Data Storage in Shiny App using RODBC

I stumbled across this article the other day: http://deanattali.com/blog/shiny-persistent-data-storage/#sqlite, and wanted to try it out for myself.

However I have to use RODBC and that is not talked about in the article.

Currently I have tried this:

table <- "[shinydatabase].[dbo].[response]"

fieldsMandatory <- c("name", "favourite_pkg")

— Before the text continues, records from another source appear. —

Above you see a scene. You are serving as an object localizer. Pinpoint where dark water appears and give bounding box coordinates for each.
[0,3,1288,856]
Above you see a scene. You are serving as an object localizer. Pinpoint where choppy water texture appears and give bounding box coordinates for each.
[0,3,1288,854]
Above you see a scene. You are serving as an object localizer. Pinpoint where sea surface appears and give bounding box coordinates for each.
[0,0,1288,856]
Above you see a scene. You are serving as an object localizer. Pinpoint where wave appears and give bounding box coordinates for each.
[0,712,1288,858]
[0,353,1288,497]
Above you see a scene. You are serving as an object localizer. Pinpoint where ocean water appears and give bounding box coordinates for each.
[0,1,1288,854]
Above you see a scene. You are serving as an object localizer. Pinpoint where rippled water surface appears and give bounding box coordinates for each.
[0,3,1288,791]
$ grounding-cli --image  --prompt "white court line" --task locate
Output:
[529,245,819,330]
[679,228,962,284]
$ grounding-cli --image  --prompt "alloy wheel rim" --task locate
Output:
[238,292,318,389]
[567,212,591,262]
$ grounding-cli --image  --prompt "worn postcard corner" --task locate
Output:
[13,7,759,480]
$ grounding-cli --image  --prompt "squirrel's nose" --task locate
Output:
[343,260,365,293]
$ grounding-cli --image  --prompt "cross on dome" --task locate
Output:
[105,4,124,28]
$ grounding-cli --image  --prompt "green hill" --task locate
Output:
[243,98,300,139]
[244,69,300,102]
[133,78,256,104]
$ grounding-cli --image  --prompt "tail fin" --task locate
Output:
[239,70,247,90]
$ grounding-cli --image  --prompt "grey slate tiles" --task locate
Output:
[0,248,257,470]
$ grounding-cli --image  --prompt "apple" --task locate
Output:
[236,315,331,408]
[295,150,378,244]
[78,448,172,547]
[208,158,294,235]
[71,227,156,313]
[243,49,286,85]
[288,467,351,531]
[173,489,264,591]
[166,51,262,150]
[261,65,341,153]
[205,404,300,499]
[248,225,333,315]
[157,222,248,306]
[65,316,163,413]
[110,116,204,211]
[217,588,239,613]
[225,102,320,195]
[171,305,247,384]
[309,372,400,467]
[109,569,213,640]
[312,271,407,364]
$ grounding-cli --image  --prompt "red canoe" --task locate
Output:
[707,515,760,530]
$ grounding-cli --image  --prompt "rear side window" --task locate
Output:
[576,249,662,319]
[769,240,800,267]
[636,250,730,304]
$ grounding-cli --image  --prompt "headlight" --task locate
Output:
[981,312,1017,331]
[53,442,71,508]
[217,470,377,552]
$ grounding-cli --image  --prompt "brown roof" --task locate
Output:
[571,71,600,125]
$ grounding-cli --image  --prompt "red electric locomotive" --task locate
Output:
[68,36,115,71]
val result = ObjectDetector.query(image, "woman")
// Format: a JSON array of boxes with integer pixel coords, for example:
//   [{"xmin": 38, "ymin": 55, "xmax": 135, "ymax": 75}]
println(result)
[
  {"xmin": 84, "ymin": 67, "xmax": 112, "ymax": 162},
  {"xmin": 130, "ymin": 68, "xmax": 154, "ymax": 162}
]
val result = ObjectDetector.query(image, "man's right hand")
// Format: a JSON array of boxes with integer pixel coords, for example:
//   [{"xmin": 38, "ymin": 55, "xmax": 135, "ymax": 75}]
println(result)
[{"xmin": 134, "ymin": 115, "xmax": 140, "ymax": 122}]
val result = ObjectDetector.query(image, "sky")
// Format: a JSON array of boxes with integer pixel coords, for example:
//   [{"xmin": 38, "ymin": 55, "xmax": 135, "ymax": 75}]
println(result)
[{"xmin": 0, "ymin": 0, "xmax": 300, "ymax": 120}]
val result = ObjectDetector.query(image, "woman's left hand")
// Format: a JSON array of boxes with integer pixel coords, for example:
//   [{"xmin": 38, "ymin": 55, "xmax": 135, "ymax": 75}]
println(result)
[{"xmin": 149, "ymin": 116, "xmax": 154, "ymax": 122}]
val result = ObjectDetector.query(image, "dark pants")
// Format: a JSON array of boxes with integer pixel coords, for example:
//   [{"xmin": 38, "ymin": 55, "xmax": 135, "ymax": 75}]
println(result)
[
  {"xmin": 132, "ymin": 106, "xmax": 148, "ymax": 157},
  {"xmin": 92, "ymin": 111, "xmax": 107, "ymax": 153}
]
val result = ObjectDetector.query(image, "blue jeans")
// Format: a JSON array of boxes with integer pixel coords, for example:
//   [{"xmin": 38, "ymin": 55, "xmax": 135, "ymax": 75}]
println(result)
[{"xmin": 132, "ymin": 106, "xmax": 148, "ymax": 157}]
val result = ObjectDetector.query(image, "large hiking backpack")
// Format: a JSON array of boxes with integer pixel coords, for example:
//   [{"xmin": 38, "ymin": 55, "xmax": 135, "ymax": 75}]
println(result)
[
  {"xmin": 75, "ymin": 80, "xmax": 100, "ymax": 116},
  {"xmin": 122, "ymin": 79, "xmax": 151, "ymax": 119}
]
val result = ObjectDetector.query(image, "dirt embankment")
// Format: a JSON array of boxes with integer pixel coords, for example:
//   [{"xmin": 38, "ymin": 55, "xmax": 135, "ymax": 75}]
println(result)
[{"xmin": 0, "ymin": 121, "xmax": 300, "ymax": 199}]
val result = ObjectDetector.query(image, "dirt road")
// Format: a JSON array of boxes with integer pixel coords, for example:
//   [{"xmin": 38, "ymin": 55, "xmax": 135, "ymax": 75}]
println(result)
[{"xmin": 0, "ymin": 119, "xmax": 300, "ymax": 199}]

labelMandatory <- function(label) {
  tagList(
    label,
    span("*", class = "mandatory_star")
  )
}

appCSS <-
  ".mandatory_star { color: red; }"


fieldsAll <- c("Name", "favpkg", "used_shiny", "num_years", "os_type")

shinyApp(
  ui = fluidPage(
    shinyjs::useShinyjs(),
    shinyjs::inlineCSS(appCSS),
    titlePanel("Mimicking a Google Form with a Shiny app"),

    div(
      id = "form",

      textInput("name", labelMandatory("Name"), ""),
      textInput("favourite_pkg", labelMandatory("Favourite R package")),
      checkboxInput("used_shiny", "I've built a Shiny app in R before", FALSE),
      sliderInput("r_num_years", "Number of years using R", 0, 25, 2, ticks = FALSE),
      selectInput("os_type", "Operating system used most frequently",
                  c("",  "Windows", "Mac", "Linux")),
      actionButton("submit", "Submit", class = "btn-primary")
    )

  ),

  server = function(input, output, session) {
    observe({
      mandatoryFilled <-
        vapply(fieldsMandatory,
               function(x) {
                 !is.null(input[[x]]) && input[[x]] != ""
               },
               logical(1))
      mandatoryFilled <- all(mandatoryFilled)
      shinyjs::toggleState(id = "submit", condition = mandatoryFilled)

    })

    formData <- reactive({
      data <- sapply(fieldsAll, function(x) input[[x]])
    })

    saveData <- function(data) {
      # Connect to the database
      db<- odbcConnect(".", uid = "uid", pwd = "pwd")
      # Construct the update query by looping over the data fields
      query <- sprintf(
        "INSERT INTO [shinydatabase].[dbo].[response] (Name, favpkg, used_shiny, num_years, os_type) VALUES ('%s')",
        paste(data, collapse = "', '")
      )
      # Submit the update query and disconnect
      sqlQuery(db, query)
      odbcClose(db)
    }

    loadData <- function() {
      # Connect to the database
      odbcChannel<- odbcConnect(".", uid = "uid", pwd = "pwd")
      # Construct the fetching query
      query <- sprintf("SELECT * FROM [shinydatabase].[dbo].[response]")
      # Submit the fetch query and disconnect
      data <- sqlQuery(db, query)
      odbcClose(db)
      data
    }

    # action to take when submit button is pressed
    observeEvent(input$submit, {
      saveData(formData())
    })

    }
)

This is basically the same as in the article and the application runs, and no errors are shown, however no information is read back into my database table.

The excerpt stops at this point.